ARDC Grant Project Plan

In early 2023, we were fortunate to receive a grant from the ARDC, to support a two year program of FreeDV development. This post in an excerpt from our grant application that describes the project plan we are now busy executing.



I have a background in project planning, so with the FreeDV Project Leadership team (PLT) designed the plan in work package form, much as I would plan a commercial project.

The work package breakdown is provided below, however we expect this will evolve over the course of the project. The grant funding will be directed by the FreeDV PLT to best accomplish our mission of creating great free software and hardware for digital voice communication over HF radio.

WP1000 Project Management. Budget at 10% of project. Coordinate resources, hiring a DSP engineer, and communication with stakeholders.  Evaluate progress against the plan, revise plan as project evolves.

WP2000 Codec 2 Improvement.  In this WP we will attempt to improve the speech quality of two Codec 2 modes, at a low (around 700 bit/s) and moderate (1200-2400) bit/s rate. Establish requirements for Codec 2 (bit rate, voice quality, background noise robustness, CPU load). The most promising areas are spectral quantisation and a better excitation model.  Develop algorithms for handling background noise. The moderate bit rate modes in Codec 2 (above 700 bits/s) have not been actively developed for many years, so there is likely some low hanging fruit here.  Progress in this WP will be measured by conducting tests using speech samples processed with the revised modes and SSB/commercial codecs as references.

WP3000 Rag chew mode.  A waveform for HF digital voice will be designed to use the new 1200-2400 bits/s mode from WP2000. Waveform design involves designing the modem, FEC code selection, and implementation.  The new waveform will be supported by automated tests, and integrated into libcodec2 and freedv-gui for use over the air.  A option for a high quality mode is to employ the neural speech coding (as per the experimental FreeDV 2020 modes). 

WP4000 Low SNR mode.
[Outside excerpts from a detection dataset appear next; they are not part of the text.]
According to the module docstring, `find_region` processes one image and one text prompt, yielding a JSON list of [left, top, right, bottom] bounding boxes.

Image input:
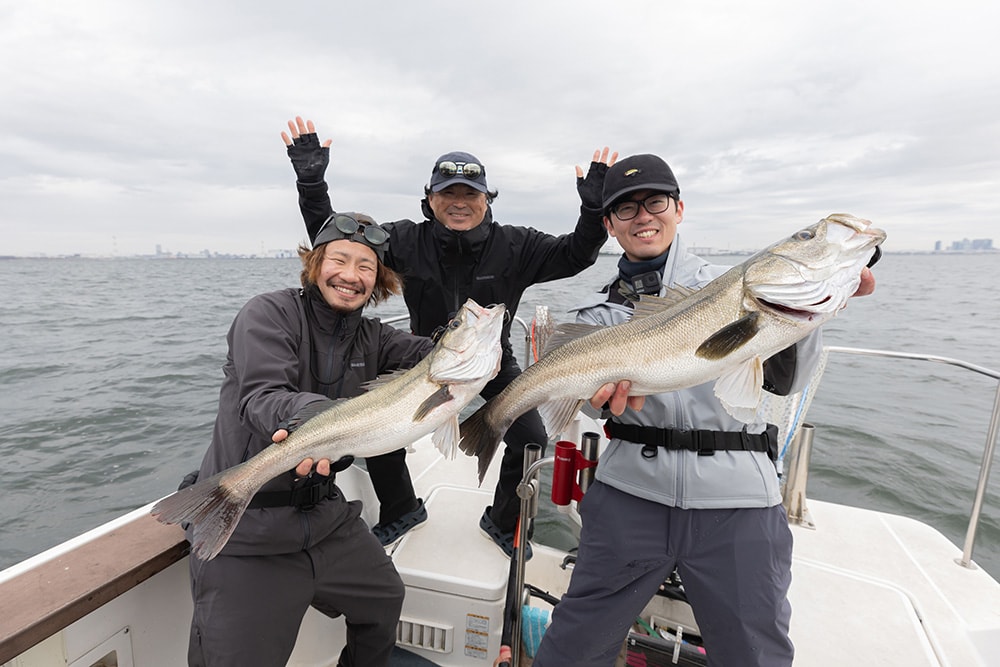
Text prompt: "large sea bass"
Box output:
[[460, 214, 885, 481], [152, 299, 506, 560]]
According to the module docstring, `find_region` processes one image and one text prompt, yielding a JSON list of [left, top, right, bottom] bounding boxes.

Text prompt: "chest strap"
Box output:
[[604, 419, 778, 461]]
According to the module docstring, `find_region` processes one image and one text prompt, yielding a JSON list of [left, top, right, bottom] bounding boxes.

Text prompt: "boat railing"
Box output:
[[826, 345, 1000, 568]]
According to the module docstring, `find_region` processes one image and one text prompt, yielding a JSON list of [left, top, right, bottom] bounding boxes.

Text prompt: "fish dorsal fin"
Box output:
[[542, 322, 607, 355], [538, 398, 583, 438], [413, 384, 454, 422], [695, 311, 760, 360], [292, 398, 347, 428], [361, 368, 410, 391], [632, 285, 698, 320], [428, 352, 497, 384], [715, 356, 764, 423], [431, 415, 461, 459]]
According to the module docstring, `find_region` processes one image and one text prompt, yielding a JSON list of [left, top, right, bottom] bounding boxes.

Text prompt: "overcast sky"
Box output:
[[0, 0, 1000, 255]]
Using our existing 700D/700E modes, carefully investigate modem performance over HF multipath channels (real and simulated), measure performance compared to theory, and look for potential optimisations.  Investigate the use of non-pilot symbol synchronization methods to lower waveform overheads. Investigate methods for Peak to Average Power Ratio (PAPR) reduction by Vector Quantiser (VQ) and interleaver optimisation.  With the new 700 bit/s codec from WP2000, develop a new low SNR waveform, integrate into libcodec2 and freedv-gui for use over the air.  Success will be measured by conducting controlled over the air experiments where we compare SSB to the low SNR mode using the same speech samples and Peak power.  The goal is to outperform SSB at low SNRs.

WP5000 Commercial radio integration.  When WP3000 and WP4000 are mature, reach out to commercial radio companies.  Promote the benefits of FreeDV: open standards, no license fees, and performance competitive to SSB.  Options for integration include linking libcodec2 into their radios DSP/Host CPU, or a plug-in OEM FreeDV module using a STM32 or ESP32 microcontroller.  Success will be measured against the goal of integrating FreeDV into at least 2 COTS HF radios serving the Amateur Radio market.

WP6000 HF Data Modes: Extend the current suite of HF data waveforms by developing and testing a high bit rate/high SNR QAM mode and sub 0dB SNR low SNR mode. Work with FreeDATA to integrate and test Over the Air (OTA).  Conduct an automated test campaign over many months that provides objective evidence of system performance over real world channels.

WP7000 ezDV Development: Extend ezDV with additional functionality and for ease of use. Develop a usable enclosure for the ezDV board and optimize the hardware for production, as well as manufacture a small run of devices for general ham use and testing. 

WP8000 Packaging Improvements: Improves the codebase and workflow to enable easier packaging of official releases by the major Linux distributions. Code signing (for platforms that heavily encourage/require it) will be put in place.

WP9000 CPU load optimizations: These are items intended to reduce the CPU required to run FreeDV. This activity is scheduled to start after the new modes have been developed.

WP10000: freedv-gui improvements: These are items intended to improve the general usability of the FreeDV application.

WP11000 Ongoing development and maintenance: libcodec2, freedv-gui, and embedded platforms (ezDV, the SM1000 successor). In addition to ongoing maintenance such as documentation of Codec 2 algorithm and FreeDV waveforms to a professional level.  This will encourage commercial adoption.

WP12000 Ongoing promotion: Provide a presence at major hamventions in the form of a FreeDV/Codec2 booth and/or talks given by the group. This presence would have live demos of FreeDV (both using the application and with embedded devices such as ezDV). There would be up to five hamventions targeted in this grant, with the ones selected based on historical attendance figures.

The project will also participate in various forms of other promotion (for example, on-air events, mailing lists, social media and discussion forums). Usage figures can be measured from online reporting during events (e.g. reports that are sent from the FreeDV PC application to the PSK Reporter service).